Wybitny tenor, honorowy obywatel Tczewa, Ryszard Karczykowski lubi wracać do swojego rodzinnego miasta. Tym razem postanowił zobaczyć efekt zakończonej niedawno rewitalizacji osiedla Zatorze, na którym się wychował.
Ryszard Karczykowski jest w swoim rodzinnym mieście doceniany. Wybitny tenor, profesor sztuk muzycznych, otrzymał tytuł honorowego obywatela naszego miasta, na jego rodzinnym domu przy ulicy Kruczej w ubiegłym roku odsłonięto pamiątkowa tablicę. Główna sala widowiskowa Centrum Kultury i Sztuki nosi jego imię. Nic dziwnego, że lubi wracać do Tczewa, ma też dobry kontakt z prezydentem Mirosławem Pobłockim.

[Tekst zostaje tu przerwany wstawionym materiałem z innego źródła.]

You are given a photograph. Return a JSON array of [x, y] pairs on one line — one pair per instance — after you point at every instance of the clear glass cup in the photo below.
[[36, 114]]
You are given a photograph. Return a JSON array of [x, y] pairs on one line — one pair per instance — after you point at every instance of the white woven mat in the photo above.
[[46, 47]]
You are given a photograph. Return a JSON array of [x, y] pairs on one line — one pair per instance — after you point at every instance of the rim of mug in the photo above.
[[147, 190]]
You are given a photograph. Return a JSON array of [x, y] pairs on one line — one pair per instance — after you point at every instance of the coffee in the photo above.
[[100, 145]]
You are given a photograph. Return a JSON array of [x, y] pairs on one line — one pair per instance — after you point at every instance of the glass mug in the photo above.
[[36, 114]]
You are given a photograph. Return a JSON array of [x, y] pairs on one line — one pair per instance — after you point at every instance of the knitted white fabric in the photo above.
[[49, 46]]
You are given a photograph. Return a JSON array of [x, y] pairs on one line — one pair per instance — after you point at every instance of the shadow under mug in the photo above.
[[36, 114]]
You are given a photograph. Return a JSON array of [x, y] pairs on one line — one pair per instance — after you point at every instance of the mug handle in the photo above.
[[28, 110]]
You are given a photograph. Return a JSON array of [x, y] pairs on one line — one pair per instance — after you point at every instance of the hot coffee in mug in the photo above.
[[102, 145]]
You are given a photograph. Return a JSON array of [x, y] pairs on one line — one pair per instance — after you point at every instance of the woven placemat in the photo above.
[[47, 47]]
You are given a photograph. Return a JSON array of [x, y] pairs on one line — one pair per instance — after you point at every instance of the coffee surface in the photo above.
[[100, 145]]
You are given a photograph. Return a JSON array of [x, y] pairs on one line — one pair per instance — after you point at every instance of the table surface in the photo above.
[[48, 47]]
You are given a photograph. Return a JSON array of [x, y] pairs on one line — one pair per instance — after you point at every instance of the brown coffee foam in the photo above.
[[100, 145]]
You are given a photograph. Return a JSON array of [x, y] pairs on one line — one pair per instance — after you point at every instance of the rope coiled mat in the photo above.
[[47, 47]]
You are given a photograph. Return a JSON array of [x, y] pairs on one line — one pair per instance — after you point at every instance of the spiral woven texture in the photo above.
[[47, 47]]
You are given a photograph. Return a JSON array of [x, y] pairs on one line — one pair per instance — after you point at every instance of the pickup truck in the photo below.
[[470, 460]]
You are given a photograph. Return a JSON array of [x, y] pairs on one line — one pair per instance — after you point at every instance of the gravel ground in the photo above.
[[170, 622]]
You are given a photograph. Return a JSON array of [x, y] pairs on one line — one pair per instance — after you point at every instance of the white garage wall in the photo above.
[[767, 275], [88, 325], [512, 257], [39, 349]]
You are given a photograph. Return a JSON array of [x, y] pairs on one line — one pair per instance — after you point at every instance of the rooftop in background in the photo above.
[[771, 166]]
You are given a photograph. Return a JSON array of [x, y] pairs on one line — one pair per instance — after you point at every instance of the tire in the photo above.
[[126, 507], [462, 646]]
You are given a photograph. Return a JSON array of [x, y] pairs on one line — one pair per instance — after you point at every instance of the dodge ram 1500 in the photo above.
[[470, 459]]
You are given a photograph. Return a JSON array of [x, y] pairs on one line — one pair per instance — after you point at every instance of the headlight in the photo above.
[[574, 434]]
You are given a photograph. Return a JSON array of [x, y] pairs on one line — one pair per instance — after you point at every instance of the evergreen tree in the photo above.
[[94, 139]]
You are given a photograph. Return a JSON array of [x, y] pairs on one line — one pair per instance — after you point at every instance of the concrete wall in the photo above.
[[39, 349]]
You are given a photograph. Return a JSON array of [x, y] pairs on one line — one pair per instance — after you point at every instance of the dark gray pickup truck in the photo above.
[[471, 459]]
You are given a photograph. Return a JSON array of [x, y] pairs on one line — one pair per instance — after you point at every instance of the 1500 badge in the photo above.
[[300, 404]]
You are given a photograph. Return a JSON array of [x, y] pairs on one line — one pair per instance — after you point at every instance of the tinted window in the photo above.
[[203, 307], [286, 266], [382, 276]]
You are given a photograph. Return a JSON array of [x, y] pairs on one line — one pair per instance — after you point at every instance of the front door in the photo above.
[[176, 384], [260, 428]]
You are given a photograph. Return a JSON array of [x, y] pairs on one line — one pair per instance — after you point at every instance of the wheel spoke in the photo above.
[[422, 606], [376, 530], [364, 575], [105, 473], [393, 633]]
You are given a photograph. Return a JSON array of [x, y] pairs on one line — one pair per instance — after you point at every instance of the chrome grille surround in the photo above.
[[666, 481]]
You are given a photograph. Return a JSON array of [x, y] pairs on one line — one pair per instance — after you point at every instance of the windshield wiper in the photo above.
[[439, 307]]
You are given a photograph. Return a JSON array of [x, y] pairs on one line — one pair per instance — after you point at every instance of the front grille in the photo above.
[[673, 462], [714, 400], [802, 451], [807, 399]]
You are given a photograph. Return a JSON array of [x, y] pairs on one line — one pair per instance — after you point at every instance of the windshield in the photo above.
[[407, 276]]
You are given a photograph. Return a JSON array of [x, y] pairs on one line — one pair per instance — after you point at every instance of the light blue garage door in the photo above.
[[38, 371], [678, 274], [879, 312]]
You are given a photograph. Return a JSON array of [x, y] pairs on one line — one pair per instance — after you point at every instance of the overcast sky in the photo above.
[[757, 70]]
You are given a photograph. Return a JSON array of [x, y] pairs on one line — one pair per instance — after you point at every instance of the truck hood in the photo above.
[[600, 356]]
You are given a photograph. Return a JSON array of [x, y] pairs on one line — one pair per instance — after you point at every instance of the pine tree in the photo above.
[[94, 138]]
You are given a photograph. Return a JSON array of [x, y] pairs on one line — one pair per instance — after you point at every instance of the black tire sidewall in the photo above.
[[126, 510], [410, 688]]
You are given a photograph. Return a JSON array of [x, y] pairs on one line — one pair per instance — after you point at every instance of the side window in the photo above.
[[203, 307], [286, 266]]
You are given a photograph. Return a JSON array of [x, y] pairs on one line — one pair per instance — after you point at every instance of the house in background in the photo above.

Wspólnie propagują klasyczną muzykę operową w naszym mieście, czego efektem był niedawny koncert operetkowy na bulwarze nadwiślańskim z udziałem młodego pokolenia artystów, podopiecznych profesora Karczykowskiego.
Kilka tygodni po oficjalnym zakończeniu wieloletniej rewitalizacji Zatorza profesor Karczykowski postanowił odwiedzić swoje rodzinne osiedle, potocznie nazywane kozen fyrtel. Na spacerze towarzyszyła mu żona Elżbieta, prezydent Pobłocki, a także dyrektor Miejskiej Biblioteki Publicznej w Tczewie Krzysztof Korda i prezes Towarzystwa Miłośników Ziemi Tczewskiej Janusz Landowski.
Prezydent Tczewa darzy profesora Karczykowskiego szacunkiem za to, że jako skromny chłopak z Kozen dzięki swojemu talentowi i pracy trafił na wielkie sceny niemal całego świata. Zauważył przy tym inne cechy charakteru wybitnego tenora i muzycznego pedagodga.